The Church as The Messy Middle

While we at The Candler Foundry aim to make theological education accessible to everyone—and this usually means by teaching or facilitating learning—we also spend time learning together ourselves. One of the ways we learn as a team is by reading things together, often things outside our ministry/education/theology repertoire. Our most recent read is The Messy Middle: Finding Your Way through the Hardest and Most Crucial Part of Any Bold Venture by Scott Belsky.

Belsky’s book observes that for start-up companies and big daring projects, a lot of attention is placed on the beginning and the end. The beginning is usually marked by excitement and adrenaline; there is plenty of hope. The ending of a project is a time to celebrate success, like selling a company for a large profit or a design being accepted for widespread use.

But the middle of any venture—be it writing a book, building a company, or raising a family—comprises the biggest part of the undertaking. But it’s also the least glamorous, the most frightening, and requires the most effort. The middle is where the project takes its true shapes and so either fails or flourishes.Oddly, writes Belsky, the middle is the least discussed part of any enterprise.His book attempts to address the real challenges of this time period and to offer helpful perspectives on how to keep going.

And I couldn’t help but think that the Church (the worldwide body of Jesus throughout time and space) is essentially Jesus’s “messy middle.” Think about it. We have the beginning of the Christian faith start with quite a bit of drama and adrenaline (I mean, crucifixion and resurrection?!). And the end of theChurch—the goal of history—is for Christ to return and God to ultimately redeem the world in an absolute sense. I don’t know about you, but I find myself longing for this more and more.

And what is the middle? The Church, trying really hard to figure out how to live faithfully and work for the gospel, and often if not usually failing at it. In fact, the Church wrote the New Testament as a troubleshooting manual for navigating the middle! We read Paul’s letters, where the churches start off enthusiastic for the gospel but then lose perspective. We read Revelation, a call for endurance and wisdom as we wait between Jesus’s resurrection and our own.

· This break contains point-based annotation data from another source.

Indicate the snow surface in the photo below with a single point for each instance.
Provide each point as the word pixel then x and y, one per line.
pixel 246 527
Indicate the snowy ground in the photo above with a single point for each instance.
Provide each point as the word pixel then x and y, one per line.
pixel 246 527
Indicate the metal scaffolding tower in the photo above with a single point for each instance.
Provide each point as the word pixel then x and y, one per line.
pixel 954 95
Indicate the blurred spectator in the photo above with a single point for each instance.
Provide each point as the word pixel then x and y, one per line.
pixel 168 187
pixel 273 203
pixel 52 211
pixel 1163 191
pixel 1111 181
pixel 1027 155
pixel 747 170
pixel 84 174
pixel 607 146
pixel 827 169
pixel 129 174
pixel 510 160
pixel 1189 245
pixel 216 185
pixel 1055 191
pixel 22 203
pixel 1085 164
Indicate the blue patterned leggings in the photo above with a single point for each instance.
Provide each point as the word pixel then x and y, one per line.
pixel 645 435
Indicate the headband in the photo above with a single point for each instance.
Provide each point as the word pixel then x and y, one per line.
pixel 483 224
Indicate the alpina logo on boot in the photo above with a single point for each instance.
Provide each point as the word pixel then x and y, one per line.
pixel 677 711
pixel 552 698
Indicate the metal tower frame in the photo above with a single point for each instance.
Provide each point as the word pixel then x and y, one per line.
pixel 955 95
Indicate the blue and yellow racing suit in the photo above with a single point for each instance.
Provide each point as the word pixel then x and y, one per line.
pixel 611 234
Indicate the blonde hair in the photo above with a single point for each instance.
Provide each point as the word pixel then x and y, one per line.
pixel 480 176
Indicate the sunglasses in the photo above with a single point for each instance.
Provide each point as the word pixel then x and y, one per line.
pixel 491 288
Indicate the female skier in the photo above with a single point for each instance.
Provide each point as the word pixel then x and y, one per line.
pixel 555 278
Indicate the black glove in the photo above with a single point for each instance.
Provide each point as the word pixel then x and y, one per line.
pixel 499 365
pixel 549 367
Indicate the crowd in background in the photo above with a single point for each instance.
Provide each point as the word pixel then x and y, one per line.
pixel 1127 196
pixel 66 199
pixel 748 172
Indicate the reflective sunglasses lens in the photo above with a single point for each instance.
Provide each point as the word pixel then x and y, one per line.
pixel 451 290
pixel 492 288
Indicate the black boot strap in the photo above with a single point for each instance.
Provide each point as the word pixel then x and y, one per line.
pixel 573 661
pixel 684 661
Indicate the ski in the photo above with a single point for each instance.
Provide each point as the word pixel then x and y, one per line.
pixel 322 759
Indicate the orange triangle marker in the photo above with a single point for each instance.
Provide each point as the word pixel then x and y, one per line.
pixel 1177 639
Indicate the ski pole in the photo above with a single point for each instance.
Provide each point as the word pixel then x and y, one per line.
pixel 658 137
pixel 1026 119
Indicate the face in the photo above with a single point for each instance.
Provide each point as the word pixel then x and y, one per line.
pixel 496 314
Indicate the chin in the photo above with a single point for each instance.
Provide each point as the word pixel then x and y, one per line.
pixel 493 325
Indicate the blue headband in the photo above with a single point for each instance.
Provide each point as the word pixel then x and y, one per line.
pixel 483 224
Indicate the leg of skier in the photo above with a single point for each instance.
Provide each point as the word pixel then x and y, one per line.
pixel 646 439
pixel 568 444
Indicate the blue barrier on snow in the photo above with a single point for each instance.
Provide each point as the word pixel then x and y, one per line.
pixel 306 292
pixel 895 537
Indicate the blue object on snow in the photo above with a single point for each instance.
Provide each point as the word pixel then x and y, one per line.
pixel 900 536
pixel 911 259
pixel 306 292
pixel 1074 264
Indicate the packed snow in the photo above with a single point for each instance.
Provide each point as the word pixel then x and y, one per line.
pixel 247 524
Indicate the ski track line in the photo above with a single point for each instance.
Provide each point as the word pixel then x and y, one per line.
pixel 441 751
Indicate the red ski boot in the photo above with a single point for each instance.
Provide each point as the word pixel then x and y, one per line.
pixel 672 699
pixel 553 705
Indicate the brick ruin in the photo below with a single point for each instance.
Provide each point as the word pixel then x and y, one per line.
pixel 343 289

But lest we assume that beginnings and endings are good and the middle bad, Belsky reminds us of the wonderful things about the middle. The middle is where relationships—friendships—are formed. The middle is where creativity happens as we continuously reimagine our initial ideas and understandings. The middle is where we learn how to make it work. It’s supposed to have failures and do-overs and reinventions. This is really good news for the Church! Rather than either defer God’s goodness to the future or mourn over our decline since the supposedly glorious past, we can gratefully and joyfully accept the gift of our present time as another opportunity to mediate Jesus’s presence and manifest the good news right here.

The middle may indeed be hard, and it may be messy…but it’s ours. Jesus left this earth and entrusted this middle time to us. Let’s receive it as a gift—mess and all!